One option is to define your migrations as a CustomResource. It's a CloudFormation feature for executing user-defined code (typically in a Lambda) during the stack deployment lifecycle. See @mchlfchr's answer for an example. Also consider the CDK Trigger construct, a higher-level Custom Resource implementation.

2. After a stack or stage: "post" Step

If you split your application into, say, a StatefulStack (database) and StatelessStack (application containers), you can run your migrations code as a post Step between the two. This is the approach attempted in the OP.

In your StatefulStack, the variable producer, expose a CfnOutput instance variable for the environment variable values: readonly databaseProxyEndpoint: CfnOutput. Then consume the variables in a pipeline migration action by passing them to a post step as envFromCfnOutputs. The CDK will synth them into CodePipeline Variables:

pipeline.addStage(myStage, { // myStage includes the StatefulStack and StatelessStack instances
    stackSteps: [
        {
            stack: statefulStack,
            post: [
                new pipelines.CodeBuildStep("Migrate", {
                    commands: [ 'cd /var/www/html', 'php artisan migrate --force',],
                    envFromCfnOutputs: { TABLE_ARN: stack1.tableArn },
                    // ... other step config
                }),
            ],
        },
    ],
    post: // steps to run after the stage
});

The addStage method's stackSteps option runs post steps after a specific stack in a stage. The post option work similarly, but runs after the stage.

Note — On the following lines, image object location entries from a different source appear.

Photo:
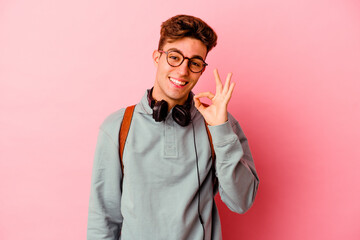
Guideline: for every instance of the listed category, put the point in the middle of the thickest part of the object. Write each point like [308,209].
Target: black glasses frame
[190,60]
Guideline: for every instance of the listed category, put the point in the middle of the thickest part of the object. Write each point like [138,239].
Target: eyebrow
[177,50]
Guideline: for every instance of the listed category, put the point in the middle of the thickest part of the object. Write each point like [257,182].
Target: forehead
[190,47]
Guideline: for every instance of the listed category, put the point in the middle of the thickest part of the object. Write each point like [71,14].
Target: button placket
[170,148]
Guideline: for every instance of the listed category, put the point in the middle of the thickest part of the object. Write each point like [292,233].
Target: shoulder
[111,124]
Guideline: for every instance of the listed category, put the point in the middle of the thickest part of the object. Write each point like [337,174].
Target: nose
[184,67]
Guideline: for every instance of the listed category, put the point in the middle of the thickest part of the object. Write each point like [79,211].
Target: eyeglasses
[175,59]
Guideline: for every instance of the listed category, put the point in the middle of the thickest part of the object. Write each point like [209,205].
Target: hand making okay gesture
[216,113]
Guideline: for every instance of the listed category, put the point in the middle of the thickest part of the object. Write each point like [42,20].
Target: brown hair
[181,26]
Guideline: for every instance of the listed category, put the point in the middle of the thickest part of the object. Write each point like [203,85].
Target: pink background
[66,65]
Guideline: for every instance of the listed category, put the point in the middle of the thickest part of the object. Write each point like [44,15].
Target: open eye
[196,63]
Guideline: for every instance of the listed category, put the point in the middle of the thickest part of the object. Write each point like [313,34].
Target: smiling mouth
[178,82]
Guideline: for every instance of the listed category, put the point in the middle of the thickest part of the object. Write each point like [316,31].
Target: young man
[166,189]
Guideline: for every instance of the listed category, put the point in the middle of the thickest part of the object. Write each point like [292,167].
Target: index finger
[217,81]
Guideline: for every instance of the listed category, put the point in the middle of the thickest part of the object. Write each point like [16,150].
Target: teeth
[177,82]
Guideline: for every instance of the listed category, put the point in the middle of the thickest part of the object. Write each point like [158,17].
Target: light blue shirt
[159,198]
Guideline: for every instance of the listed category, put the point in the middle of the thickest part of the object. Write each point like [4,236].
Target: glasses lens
[196,65]
[174,58]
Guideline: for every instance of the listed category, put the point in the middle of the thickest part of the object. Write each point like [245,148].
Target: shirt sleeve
[104,216]
[235,168]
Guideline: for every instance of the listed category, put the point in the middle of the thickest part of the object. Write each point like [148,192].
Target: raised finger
[229,93]
[217,81]
[227,83]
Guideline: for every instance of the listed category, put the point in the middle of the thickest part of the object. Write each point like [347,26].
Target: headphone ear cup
[181,115]
[160,110]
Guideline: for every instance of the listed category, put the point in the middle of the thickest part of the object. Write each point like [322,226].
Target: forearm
[104,218]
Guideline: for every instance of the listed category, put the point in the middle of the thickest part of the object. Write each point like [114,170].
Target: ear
[156,56]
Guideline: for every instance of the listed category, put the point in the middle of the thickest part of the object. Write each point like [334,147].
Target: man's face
[173,84]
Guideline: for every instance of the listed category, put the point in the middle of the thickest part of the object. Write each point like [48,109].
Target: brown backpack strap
[124,130]
[213,157]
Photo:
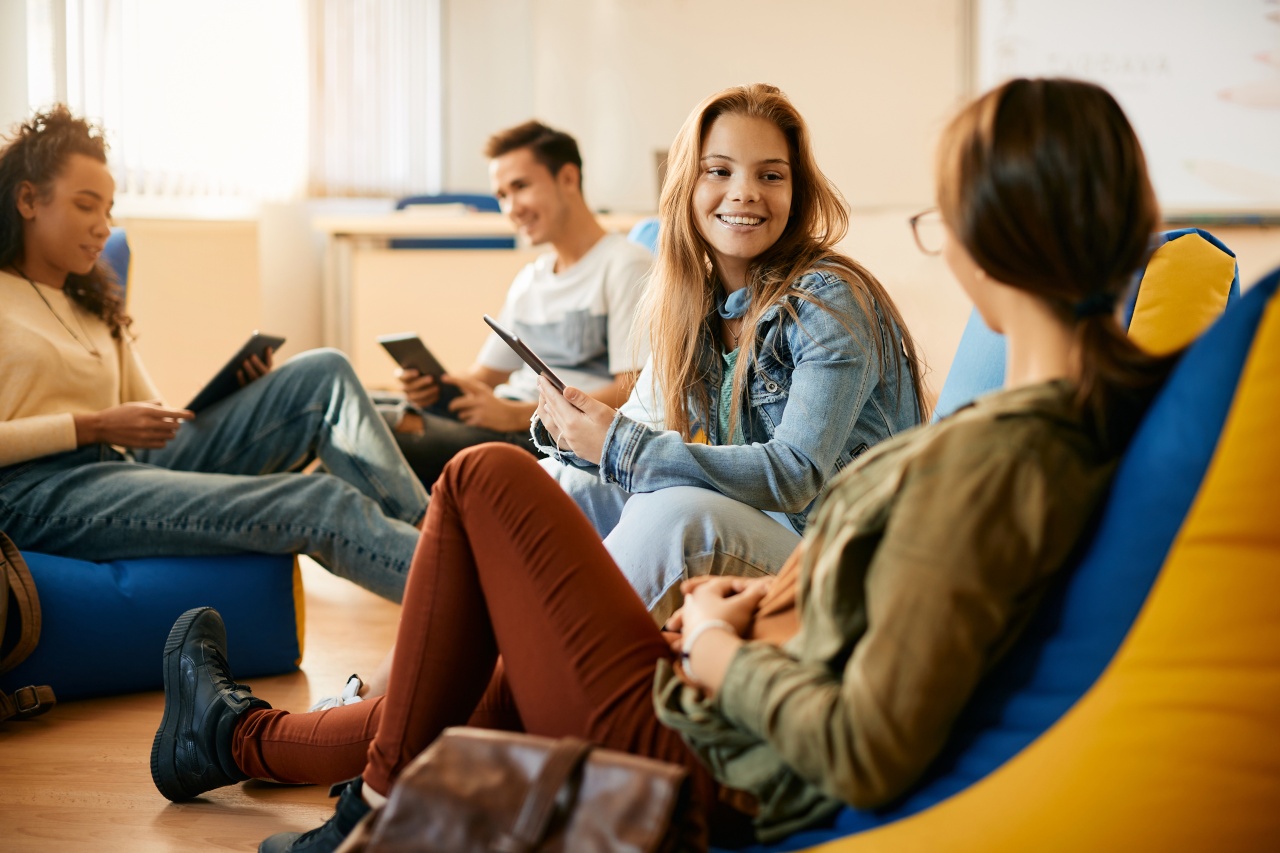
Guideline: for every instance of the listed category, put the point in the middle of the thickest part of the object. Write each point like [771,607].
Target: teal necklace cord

3. After the Pipeline execution: EventBridge rule

Although it's likely not the best option, you could run migrations after the pipeline executes. CodePipeline emits events during pipeline execution. With an EventBridge rule, listen for CodePipeline Pipeline Execution State Change events where "state": "SUCCEEDED".

---

Note on failure modes: The three options have different failure modes. If the migrations fail as a Custom Resource, the StatefulStack deployment will fail (with changes rolled back) and the pipeline execution will fail. If the migrations are implemented as a step, the pipeline execution will fail but the StatefulStack won't roll back. Finally, if migrations are event-triggered, a failed migration will affect neither the stack nor execution, as they will already be finished when the migrations run.